Andrew closed his final set with a selection deliberately "not ragtime": "Queen of Roses," a lovely, classical-style waltz by the great lady ragtime composer Charlotte Blake. Andrew's sensitive interpretation reveals a facet of ragtime-era piano music not often heard in contemporary performance, and Andrew made a point to note that his performance of the selection was dedicated to the late, great ragtimer Stephen Kent Goodman and also to the Maple Leaf Club. Andrew wrapped up his set and the day with "Feinryt Rag" (pronounced "fine right"). The pianist-composer's latest original, the piece was announced as Andrew's own attempt at crafting "an old-fashioned style" piano rag.
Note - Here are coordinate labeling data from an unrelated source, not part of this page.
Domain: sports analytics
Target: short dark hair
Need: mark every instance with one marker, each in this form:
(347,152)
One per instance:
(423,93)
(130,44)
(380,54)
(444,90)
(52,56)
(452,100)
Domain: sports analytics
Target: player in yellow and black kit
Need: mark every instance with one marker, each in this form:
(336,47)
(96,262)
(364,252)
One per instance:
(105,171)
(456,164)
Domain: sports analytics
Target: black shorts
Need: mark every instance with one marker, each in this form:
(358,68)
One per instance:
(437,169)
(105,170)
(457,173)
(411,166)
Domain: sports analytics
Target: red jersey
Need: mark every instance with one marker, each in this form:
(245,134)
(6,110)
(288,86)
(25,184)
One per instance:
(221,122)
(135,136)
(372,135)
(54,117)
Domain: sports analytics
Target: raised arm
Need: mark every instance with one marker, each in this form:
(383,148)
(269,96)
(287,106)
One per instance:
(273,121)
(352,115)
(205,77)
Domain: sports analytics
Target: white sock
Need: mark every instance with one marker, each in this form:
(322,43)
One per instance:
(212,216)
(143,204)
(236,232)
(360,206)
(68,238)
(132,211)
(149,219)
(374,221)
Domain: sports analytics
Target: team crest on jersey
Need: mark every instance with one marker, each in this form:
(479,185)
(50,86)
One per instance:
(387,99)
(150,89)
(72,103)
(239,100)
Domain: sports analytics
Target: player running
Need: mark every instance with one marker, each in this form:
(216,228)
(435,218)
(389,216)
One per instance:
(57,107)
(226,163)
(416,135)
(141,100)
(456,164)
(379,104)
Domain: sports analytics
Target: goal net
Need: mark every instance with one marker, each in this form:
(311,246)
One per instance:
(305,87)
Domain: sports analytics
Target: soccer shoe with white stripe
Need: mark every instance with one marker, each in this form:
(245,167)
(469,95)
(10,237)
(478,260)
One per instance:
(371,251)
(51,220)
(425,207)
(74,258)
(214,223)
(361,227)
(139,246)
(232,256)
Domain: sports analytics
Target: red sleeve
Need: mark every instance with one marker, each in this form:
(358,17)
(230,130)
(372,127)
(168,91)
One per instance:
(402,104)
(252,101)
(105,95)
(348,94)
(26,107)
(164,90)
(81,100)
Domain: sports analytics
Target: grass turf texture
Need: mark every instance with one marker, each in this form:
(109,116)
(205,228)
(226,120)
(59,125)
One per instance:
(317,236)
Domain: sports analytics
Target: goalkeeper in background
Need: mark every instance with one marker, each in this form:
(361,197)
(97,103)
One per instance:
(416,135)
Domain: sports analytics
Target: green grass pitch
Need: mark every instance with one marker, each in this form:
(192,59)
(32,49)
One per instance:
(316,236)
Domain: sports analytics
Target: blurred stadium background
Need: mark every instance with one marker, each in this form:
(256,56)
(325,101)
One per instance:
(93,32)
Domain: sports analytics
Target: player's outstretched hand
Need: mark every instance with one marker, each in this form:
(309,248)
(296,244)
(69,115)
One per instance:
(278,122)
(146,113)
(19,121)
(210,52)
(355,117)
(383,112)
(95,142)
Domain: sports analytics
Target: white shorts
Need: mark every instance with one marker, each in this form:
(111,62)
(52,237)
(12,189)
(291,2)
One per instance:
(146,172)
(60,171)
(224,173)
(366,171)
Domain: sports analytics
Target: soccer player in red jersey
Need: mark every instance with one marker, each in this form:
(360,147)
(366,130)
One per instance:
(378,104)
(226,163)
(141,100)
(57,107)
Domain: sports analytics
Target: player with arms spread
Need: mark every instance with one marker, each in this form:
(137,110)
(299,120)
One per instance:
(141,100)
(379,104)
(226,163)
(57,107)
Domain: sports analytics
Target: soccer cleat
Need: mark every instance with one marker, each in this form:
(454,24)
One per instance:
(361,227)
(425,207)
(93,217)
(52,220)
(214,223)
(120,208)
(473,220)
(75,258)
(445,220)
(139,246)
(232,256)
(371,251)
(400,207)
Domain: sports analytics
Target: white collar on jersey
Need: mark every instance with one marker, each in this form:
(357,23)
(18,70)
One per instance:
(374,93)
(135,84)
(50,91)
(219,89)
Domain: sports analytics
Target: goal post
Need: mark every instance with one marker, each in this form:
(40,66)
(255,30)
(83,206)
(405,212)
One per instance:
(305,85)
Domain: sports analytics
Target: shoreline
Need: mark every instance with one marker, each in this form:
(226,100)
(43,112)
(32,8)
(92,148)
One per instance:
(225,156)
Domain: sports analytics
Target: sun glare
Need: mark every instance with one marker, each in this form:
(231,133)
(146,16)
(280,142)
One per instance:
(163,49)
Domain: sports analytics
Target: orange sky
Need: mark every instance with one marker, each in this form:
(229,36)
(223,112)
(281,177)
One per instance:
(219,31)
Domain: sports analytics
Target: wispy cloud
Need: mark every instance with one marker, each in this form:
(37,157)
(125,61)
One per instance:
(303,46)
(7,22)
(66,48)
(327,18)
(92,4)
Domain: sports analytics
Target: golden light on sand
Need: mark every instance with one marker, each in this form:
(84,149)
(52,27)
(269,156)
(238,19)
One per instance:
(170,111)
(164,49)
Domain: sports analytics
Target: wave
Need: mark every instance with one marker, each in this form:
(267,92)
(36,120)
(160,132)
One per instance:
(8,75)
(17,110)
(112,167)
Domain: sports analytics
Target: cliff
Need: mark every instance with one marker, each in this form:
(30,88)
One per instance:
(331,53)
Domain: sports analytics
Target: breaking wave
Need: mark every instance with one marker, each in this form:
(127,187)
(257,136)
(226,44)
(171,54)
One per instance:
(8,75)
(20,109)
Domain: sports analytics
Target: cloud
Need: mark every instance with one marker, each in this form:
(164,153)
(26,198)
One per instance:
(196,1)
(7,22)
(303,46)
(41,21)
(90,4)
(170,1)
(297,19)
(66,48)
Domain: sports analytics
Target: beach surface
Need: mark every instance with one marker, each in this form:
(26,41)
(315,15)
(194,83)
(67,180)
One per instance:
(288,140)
Each of the opening themes shift between major and minor tonalities, with unusual bass patterns in the opening theme and a second subject that acts as a standard "answer" to the ideas delivered in theme A. The subdued trio provides a wonderful contrast to the rag's first half, and bridge leads into a more forceful treatment of section C to close a fine new rag that taps 21st-century harmonies and uses them in the service of vintage piano ragtime.

All four of the afternoon's performers -- Bob, Andrew and the Flores family -- created a wide-ranging concert spanning more than 120 years of ragtime history while putting the genre's musical diversity on full display and giving the sizable audience more to look forward to at upcoming OCRS performances in Fullerton and Yorba Linda.